I love the finishing-the-unfinished-work trope. I am also a musician and I can really appreciate the concept here of needing to finish a score. It’s unique and compelling. The book started out really interesting and the ending was truly terrifying. But the entire middle of the book just kind of canceled out the things I liked about the beginning and the end. The book began at the end and then went back to tell us how things ended that way. And I think that that format was great for this book. I really loved Lawson’s writing style as well. I think that his character descriptions were great and he gave most of the relationships between these characters a really unique feel.
Now, even if I were to look past the main character that I hated or the middle of the book that didn’t really do much for me, there is still one thing that I just couldn't look past. There is a demon unicorn.
Let me say that again because I want to make sure you hear me on this one.
I know that it hasn’t been done before and that unicorns are not really used that much in horror. I get it. But every time this unicorn demon was on the page and I was supposed to be scared and unnerved, I really just couldn't take it seriously. I think that demons in books can be scary. And I think that demons asking you to do things for them so you can finish some cursed score of music can be scary as well. But as soon as I am picturing this demon as a unicorn in my mind’s eye, I don’t find it even a little scary.
Honestly, if this book played out without any demons and it was just Lucien doing the same things without any of this unicorn occult nonsense, I would have loved this book. Lucien could have been a terrifying character that I hated but couldn’t stop reading about. And just the struggle between the popular kids at his new school and Lucien’s group of friends would have been enough motive for Lucien to do the things that played out in this book. But when this unicorn comes into the picture, I really just feel bad for Lucien. And feeling bad for him just makes me dislike him more because he still has to act like the smartest guy in the room who is just too smart for school or girls or adults. And speaking of girls, I don’t even know how to describe the relationship, if you can even call it that, between Lucien and his flame in this story. It’s really confusing from either character's point of view. Does he actually like her? We will never know.

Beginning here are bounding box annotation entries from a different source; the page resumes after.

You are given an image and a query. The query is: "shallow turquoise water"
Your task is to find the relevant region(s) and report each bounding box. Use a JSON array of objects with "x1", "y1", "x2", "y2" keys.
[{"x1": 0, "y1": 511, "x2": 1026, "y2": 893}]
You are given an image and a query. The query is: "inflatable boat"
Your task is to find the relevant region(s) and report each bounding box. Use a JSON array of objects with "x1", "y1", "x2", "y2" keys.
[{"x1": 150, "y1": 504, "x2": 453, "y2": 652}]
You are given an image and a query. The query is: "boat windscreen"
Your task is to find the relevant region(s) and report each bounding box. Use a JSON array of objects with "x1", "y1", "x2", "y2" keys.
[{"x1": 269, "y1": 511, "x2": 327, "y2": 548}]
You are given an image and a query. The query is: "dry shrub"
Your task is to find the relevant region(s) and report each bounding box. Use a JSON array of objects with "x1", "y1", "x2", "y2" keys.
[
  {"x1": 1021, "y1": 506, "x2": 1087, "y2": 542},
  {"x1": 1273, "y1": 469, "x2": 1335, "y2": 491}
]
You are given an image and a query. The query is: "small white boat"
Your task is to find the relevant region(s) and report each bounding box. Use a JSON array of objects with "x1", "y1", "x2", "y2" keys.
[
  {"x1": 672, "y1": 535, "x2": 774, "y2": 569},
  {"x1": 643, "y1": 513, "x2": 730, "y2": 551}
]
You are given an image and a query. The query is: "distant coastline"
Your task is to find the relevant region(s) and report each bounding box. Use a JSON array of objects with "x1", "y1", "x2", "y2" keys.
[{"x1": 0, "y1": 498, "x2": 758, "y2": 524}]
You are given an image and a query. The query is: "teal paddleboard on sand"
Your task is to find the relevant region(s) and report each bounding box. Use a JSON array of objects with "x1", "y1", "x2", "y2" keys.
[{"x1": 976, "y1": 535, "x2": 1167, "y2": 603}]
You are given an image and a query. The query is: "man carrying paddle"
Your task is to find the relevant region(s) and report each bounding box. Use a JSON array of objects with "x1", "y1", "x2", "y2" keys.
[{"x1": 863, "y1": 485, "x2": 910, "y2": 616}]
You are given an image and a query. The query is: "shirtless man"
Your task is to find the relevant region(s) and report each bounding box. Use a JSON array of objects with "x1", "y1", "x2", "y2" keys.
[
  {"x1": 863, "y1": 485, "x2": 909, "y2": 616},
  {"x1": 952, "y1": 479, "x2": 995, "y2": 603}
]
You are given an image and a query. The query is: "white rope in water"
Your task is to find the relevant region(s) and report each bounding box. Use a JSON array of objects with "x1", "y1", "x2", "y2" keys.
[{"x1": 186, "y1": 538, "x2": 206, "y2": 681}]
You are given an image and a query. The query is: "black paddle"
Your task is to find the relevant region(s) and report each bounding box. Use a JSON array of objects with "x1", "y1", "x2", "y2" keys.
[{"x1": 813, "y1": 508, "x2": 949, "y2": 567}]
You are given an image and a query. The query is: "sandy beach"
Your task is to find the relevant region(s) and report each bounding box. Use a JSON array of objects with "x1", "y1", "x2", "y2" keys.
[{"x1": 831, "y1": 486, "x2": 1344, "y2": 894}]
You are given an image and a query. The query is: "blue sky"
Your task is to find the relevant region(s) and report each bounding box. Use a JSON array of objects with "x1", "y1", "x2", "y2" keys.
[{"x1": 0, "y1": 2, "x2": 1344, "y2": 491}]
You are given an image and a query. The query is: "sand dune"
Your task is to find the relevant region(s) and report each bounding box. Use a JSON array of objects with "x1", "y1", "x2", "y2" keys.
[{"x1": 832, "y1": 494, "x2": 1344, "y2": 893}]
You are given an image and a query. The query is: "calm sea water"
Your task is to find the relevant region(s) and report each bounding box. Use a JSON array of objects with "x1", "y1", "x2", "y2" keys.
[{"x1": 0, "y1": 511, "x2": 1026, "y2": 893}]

As far as recommending this book goes, I wouldn’t recommend it to anyone who is out of high school. I think this book is far more suited to, say, a freshman in high school who is fine with a little gore. There is a very serious subject in this book that I won't spoil for you, and the unicorn demon may be a great way to approach that subject with teens in that age range. I’m going to give this book 2.75 stars (rounded up to 3 for Goodreads). The ending was great and the writing was wonderful. But all of that didn’t make up for how I felt about the main character, unicorn demon or the entire middle section of the book.